The problem of the high-definition television is an example of the chicken-and-egg problem (Baldwin and Scott 167). In this case, the television manufacturers and software providers are unwilling to enter the market because a few consumers have embraced the new technology. Also, the consumers are hesitant to embrace the new technology because they believe that the content is not adequate. This action can result in a delay before a new technology is adopted in the market because the players are acting in their own best interest (Fisher 198). To resolve this problem, it is important to allow the three groups to play the game simultaneously. In this case, the television manufacturers have to provide the high-definition televisions, at the same time, the software providers should find it profitable to provide content for the high-definition televisions, and the consumers must find the set of televisions valuable. If the three players respond to the technologies at the same time, then the new televisions will be embraced at a sensible speed (Mankiw 298).
Summary
The coordination problems with the high-definition televisions or any other new technology can be resolved using the concept of game theory. However, it is important to evaluate the each case separately because previous studies showed that implementation of new technology is much easier if the new technology is compatible with the old one.
Works Cited
Bade, Robin and Michael Parkin. Essential Foundations of Economics, USA: Pearson Education, 2013. Print.

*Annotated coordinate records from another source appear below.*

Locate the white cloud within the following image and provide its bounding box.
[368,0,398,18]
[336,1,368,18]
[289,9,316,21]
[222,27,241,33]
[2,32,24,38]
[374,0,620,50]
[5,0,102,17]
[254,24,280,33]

Baldwin, William and John Scott. Market Structure and Technological Change, UK: Taylor & Francis Publishers, 2013. Print.
Brickley, James, Clifford Smith and Jerold Zimmerman. “An Introduction to Game Theory and Business Strategy”. Journal of Applied Corporate Finance. 13.2 (2015): 84-98. Print.
Fisher, Ruth. Winning the Hardware-Software Game: Using Game Theory to Optimize the Pace of New Technology Adoption, USA: Pearson Education, 2009. Print.
Mankiw, Gregory. Principles of Microeconomics, USA: South-Western Cengage Learning, 2012. Print.
McAdams, Richard. “Beyond Prisoners’ Dilemma: Coordination, Game Theory, and Law.” Southern California Law Review. 82.2 (2009): 209-260. Print.